The 2008 black empowerment law requires all foreign and white-owned businesses to sell or cede 51 percent of their shares to black Zimbabweans or the National Indigenization and Economic Empowerment Board.
It has affected miners such as Anglo American Platinum Ltd. and Aquarius Platinum Ltd. Bankers including Barclays Plc and Standard Chartered Plc are also showing how they’ll comply, indigenization minister Saviour Kasukuwere said in March.
“Western nations will be slow to invest in Zimbabwe if Zanu-PF wins, but countries like Russia and China won’t have the same concerns,” Paul Moyo, chief economist at Twilight Investments, an investment advisory company in Bulawayo, the nation’s second-largest city, said by phone on July 23.
Trade between China and Zimbabwe totalled $1 billion last year, according to the Zimbabwean government. Chinese companies also operate Chrome mines in the country.

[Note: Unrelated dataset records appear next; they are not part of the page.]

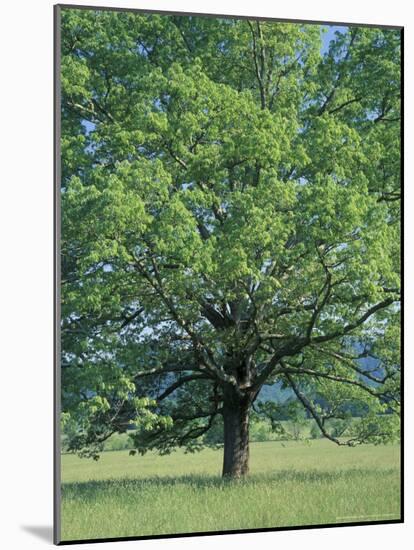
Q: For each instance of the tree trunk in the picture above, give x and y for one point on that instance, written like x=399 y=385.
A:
x=236 y=435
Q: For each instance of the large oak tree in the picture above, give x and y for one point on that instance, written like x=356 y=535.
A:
x=230 y=219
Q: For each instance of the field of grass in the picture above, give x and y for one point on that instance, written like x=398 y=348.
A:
x=291 y=483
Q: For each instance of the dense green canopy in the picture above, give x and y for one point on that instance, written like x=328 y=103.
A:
x=230 y=218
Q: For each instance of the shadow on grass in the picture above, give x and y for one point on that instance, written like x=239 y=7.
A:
x=43 y=532
x=91 y=489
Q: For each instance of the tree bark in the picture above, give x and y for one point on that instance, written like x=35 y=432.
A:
x=236 y=434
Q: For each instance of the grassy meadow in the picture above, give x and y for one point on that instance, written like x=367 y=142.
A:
x=291 y=483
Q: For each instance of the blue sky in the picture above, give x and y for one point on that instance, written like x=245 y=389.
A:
x=326 y=38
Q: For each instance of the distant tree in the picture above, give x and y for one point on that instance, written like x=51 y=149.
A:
x=230 y=218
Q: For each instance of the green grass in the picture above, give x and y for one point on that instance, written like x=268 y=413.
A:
x=291 y=483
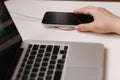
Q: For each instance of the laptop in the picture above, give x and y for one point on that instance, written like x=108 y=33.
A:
x=46 y=60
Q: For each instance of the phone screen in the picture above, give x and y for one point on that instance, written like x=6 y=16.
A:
x=65 y=18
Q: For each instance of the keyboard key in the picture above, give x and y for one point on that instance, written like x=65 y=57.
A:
x=49 y=48
x=40 y=78
x=51 y=67
x=28 y=66
x=56 y=50
x=61 y=61
x=33 y=52
x=59 y=66
x=41 y=74
x=44 y=64
x=40 y=55
x=42 y=46
x=50 y=72
x=38 y=60
x=46 y=59
x=32 y=57
x=52 y=62
x=43 y=69
x=63 y=51
x=24 y=77
x=54 y=57
x=33 y=75
x=65 y=47
x=41 y=51
x=30 y=46
x=35 y=47
x=48 y=77
x=36 y=64
x=26 y=72
x=47 y=54
x=57 y=75
x=35 y=70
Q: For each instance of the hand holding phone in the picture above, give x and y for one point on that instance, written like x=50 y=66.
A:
x=65 y=19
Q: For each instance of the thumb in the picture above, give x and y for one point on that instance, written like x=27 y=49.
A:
x=84 y=27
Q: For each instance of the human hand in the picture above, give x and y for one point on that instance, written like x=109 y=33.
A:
x=104 y=21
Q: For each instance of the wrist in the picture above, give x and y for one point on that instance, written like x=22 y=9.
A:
x=115 y=26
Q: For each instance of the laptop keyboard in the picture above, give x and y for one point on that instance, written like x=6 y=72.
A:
x=43 y=62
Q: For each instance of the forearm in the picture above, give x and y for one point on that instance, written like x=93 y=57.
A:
x=116 y=26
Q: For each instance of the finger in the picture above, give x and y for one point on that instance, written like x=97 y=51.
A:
x=85 y=10
x=85 y=27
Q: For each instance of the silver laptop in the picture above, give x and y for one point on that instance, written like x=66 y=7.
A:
x=46 y=60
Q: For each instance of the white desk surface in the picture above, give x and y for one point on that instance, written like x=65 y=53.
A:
x=32 y=29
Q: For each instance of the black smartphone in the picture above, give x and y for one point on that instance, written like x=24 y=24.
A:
x=65 y=19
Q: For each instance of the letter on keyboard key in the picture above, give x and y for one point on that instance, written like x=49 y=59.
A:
x=57 y=75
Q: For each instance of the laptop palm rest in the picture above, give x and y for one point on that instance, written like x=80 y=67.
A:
x=84 y=64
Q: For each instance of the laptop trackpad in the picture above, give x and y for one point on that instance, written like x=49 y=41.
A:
x=80 y=73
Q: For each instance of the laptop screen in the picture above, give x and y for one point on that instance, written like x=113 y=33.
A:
x=10 y=41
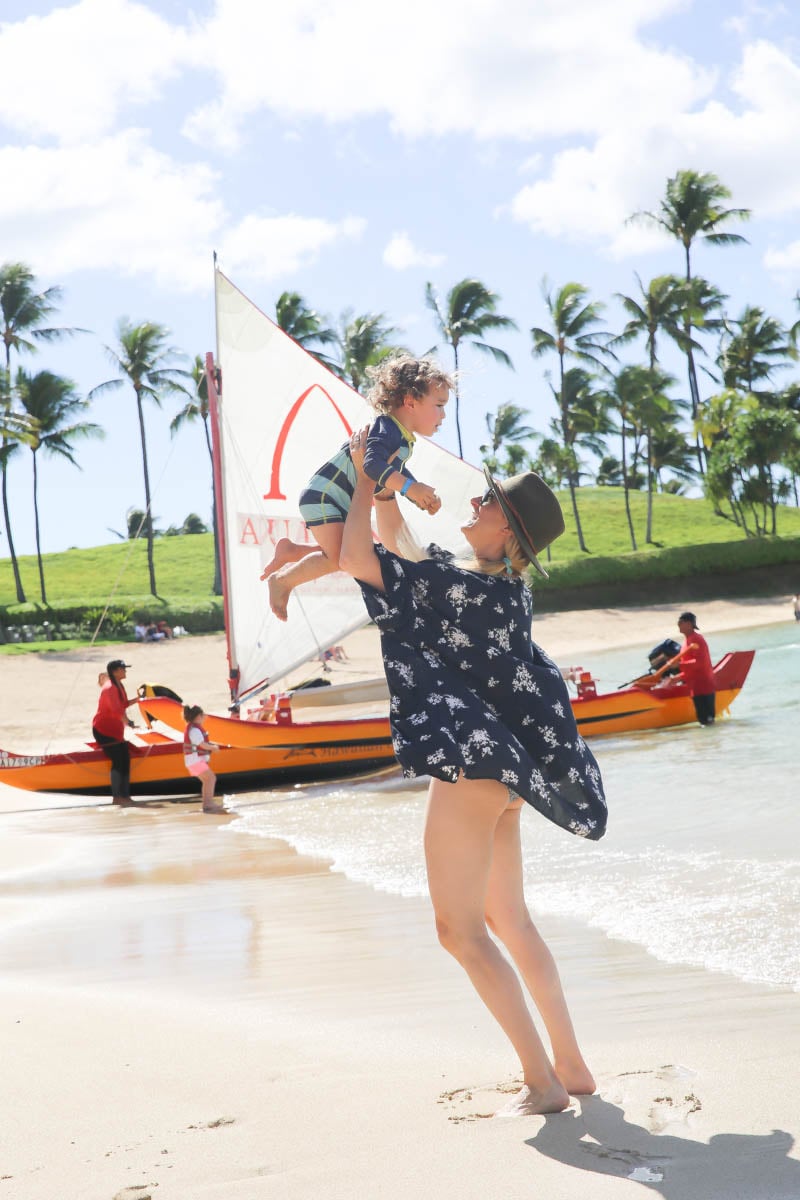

The Bankers’ Association of Zimbabwe said in an e-mailed statement on July 24 that it wouldn’t comment on the election in case it was “misunderstood.” Zimbabwe’s Chamber of Mines also declined to comment on the ballot. Impala Platinum spokesman Bob Gilmour declined to comment.
“The legislation raises hurdles for operating in the country,” Meyer said. “Some of the businesses are only able to operate because of the low labor costs.”
Under an agreement in September, the minimum monthly wage for workers at Zimbabwean gold mines is $197 and $212 at diamond and platinum mines, according to an industry body. That compares with an average salary for an entry level South African gold-mine worker including benefits and housing of 10,261 rand ($1,055), according to the South African Chamber of Mines.
The last elections in 2008 ended inconclusively. While Tsvangirai’s Movement for Democratic Change won a majority in parliament, he abandoned the presidential race after leading the first round, saying more than 200 of his supporters had been killed before and after the vote.
Regional neighbors in the 15-nation Southern African Development Community brokered a 2009 power-sharing agreement between the main political parties, leaving Mugabe as president and appointing Tsvangirai, 61, as Prime Minister. Zanu-PF retained control of the security forces, while the MDC took over most economic ministries.
Tendai Biti, the MDC secretary-general who’s finance minister, abolished the Zimbabwe dollar and allowed the use of the U.S. dollar, British pound and the South African rand. The measure reduced inflation to single digits, where it remains today, and helped supermarkets restock empty shelves. The economy has grown every year since 2009, with Biti predicting 3.4 percent growth this year.
“The MDC has lifted us out of economic hell and most people are content to leave things be because getting rid of the old man Mugabe is easier said than done,” said Joram Murere, who owns a household appliance shop in Harare’s Graniteside industrial area. “At least with Biti’s U.S. dollars we can eat and the shops are full, even if no one is buying much.”
Mugabe blames Zimbabwe’s economic woes on sanctions by the U.S. and the European Union, which impose a travel ban and asset freeze on senior members of his government. They also include an embargo on arms and “equipment for internal repression.” The EU has said it will lift the sanctions if the vote is peaceful, transparent and credible.
Zanu-PF supporters in its mainly rural strongholds believe a Mugabe victory will see blacks “take over the economy,” Tyson Maparutsa, a tobacco grower in the northern Mvurwi district, said in an interview.
“We don’t need or want foreign or white people digging our minerals from holes,” he said. “They’re our minerals and we must control the wealth. The MDC will sell Zimbabwe to Americans and the British, leaving us as lackeys.”
City-dwellers are more concerned with stability in the economy and lower inflation.
“Mugabe is talking of bringing back the Zimbabwe dollar. No one, not even his own party, wants that to happen,” Tafadzwa Gumbo said in his furniture-making factory in Mbare, a suburb of Harare. “If Mugabe wins, we’re straight back to the stone age.”